Creating a firewall rule to allow traffic targeting a certain port doesn't necessarily do the trick for getting the traffic to its destination. That's because computers external to your network are not and should not be allowed to address computers in your local network directly (at least not with IPv4). The device that's connecting to WAN, usually your firewall, is the one that receives the traffic. For that device to know how to direct external traffic to an internal address, it needs to be told how. And that happens in the form of a NAT rule. NAT will actually change the information in the Frame and Packet layers to adjust destination accordingly. (Read here for more information on network layers and TCP/IP.)
It's not just NAT that does the trick, either. First a packet must pass a firewall rule and be considered trusted. Then it needs to be told where to go with NAT.
For local traffic, NAT is not as much of a concern (although it can still be relevant in some configurations). Most of the time, you're able to address another local computer even if it's on a different subnet.
More information about the differences between local and external addressing can be found in RFC 1918, which details the exhaustion of the IPv4 addressing scheme and designates reserved ranges for private use.
NAT is not usually needed for IPv6, but since most current internet traffic still involved IPv4, NAT is a necessary step in directing external traffic to internal resources.
When in doubt, test it and log it
For most of your rules, you probably aren't going to want to log the traffic.

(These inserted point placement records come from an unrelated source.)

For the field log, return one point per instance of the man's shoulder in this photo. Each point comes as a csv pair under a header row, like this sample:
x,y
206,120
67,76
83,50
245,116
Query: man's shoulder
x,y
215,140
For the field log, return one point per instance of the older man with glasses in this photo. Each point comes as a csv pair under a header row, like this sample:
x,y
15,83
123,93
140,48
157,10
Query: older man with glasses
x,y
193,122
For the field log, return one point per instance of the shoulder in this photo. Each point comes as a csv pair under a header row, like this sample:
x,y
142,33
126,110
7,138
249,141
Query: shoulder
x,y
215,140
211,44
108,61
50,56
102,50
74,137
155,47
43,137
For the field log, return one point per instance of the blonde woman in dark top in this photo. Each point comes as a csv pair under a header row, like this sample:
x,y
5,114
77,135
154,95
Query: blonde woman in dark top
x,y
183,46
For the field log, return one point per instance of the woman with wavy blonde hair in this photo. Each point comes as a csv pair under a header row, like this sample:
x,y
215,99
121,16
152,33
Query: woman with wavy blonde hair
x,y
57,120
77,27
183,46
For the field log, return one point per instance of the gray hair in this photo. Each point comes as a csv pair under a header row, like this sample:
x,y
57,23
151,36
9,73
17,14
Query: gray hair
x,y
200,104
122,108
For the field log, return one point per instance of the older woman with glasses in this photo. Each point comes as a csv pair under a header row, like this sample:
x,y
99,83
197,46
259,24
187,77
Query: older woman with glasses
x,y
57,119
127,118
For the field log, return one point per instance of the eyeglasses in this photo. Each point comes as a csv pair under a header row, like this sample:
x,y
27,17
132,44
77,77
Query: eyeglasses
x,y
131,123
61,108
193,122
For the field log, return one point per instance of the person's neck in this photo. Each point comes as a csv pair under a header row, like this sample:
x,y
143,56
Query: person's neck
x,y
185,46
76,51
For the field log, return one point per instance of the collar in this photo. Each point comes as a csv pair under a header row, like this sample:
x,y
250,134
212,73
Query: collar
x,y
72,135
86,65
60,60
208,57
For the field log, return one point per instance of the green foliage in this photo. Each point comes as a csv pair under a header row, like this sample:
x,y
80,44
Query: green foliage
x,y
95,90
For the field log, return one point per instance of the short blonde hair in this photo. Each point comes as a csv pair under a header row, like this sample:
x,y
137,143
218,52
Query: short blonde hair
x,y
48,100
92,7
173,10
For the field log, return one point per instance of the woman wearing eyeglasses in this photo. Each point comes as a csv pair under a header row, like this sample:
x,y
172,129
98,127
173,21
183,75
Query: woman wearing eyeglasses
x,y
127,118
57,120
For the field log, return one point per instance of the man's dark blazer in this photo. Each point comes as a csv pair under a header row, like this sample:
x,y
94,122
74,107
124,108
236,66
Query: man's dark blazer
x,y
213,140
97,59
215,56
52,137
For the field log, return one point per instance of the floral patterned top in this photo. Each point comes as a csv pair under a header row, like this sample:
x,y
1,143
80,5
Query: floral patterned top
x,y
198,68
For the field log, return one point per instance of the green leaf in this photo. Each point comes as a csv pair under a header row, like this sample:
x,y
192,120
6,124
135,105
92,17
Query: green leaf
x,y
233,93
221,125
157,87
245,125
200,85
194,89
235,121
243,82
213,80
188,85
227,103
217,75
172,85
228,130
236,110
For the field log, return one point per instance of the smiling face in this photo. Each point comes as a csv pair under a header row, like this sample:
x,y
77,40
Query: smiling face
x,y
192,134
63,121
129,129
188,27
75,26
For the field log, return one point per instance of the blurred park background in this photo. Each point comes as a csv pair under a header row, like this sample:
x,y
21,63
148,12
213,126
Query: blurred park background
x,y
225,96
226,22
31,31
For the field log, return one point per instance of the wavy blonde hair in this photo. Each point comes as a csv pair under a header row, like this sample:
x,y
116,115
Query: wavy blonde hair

Enabling logs for allowed connections can rapidly fill up your logs, and even edge case deny rules can spam a surprising amount if there's an unruly device on your network that insists upon sending out that one annoying packet every thirty seconds.
But for troubleshooting purposes, the enabling logging can give you immediate x-ray vision to see how far through the network a given packet is getting before spiraling into oblivion. Simply set up a rule you want to test, enable logging, send the packet, and check the logs. If the rule generates a log entry, you'll have immediate verification that it's working as intended. If it fails to generate an entry, a different rule is applying to the traffic before meeting the rule you're logging. Check all the things listed above such as rule order and interface direction, change things around, and test again until you're able to generate a log entry.
Once you've got it set up in a way that's working, you can disable logging so it's not clogging up the works with unnecessary verbosity.
That's about it! If I come across more useful things, I might add them on. But I wanted to keep this one fairly short and sweet. Have a good one!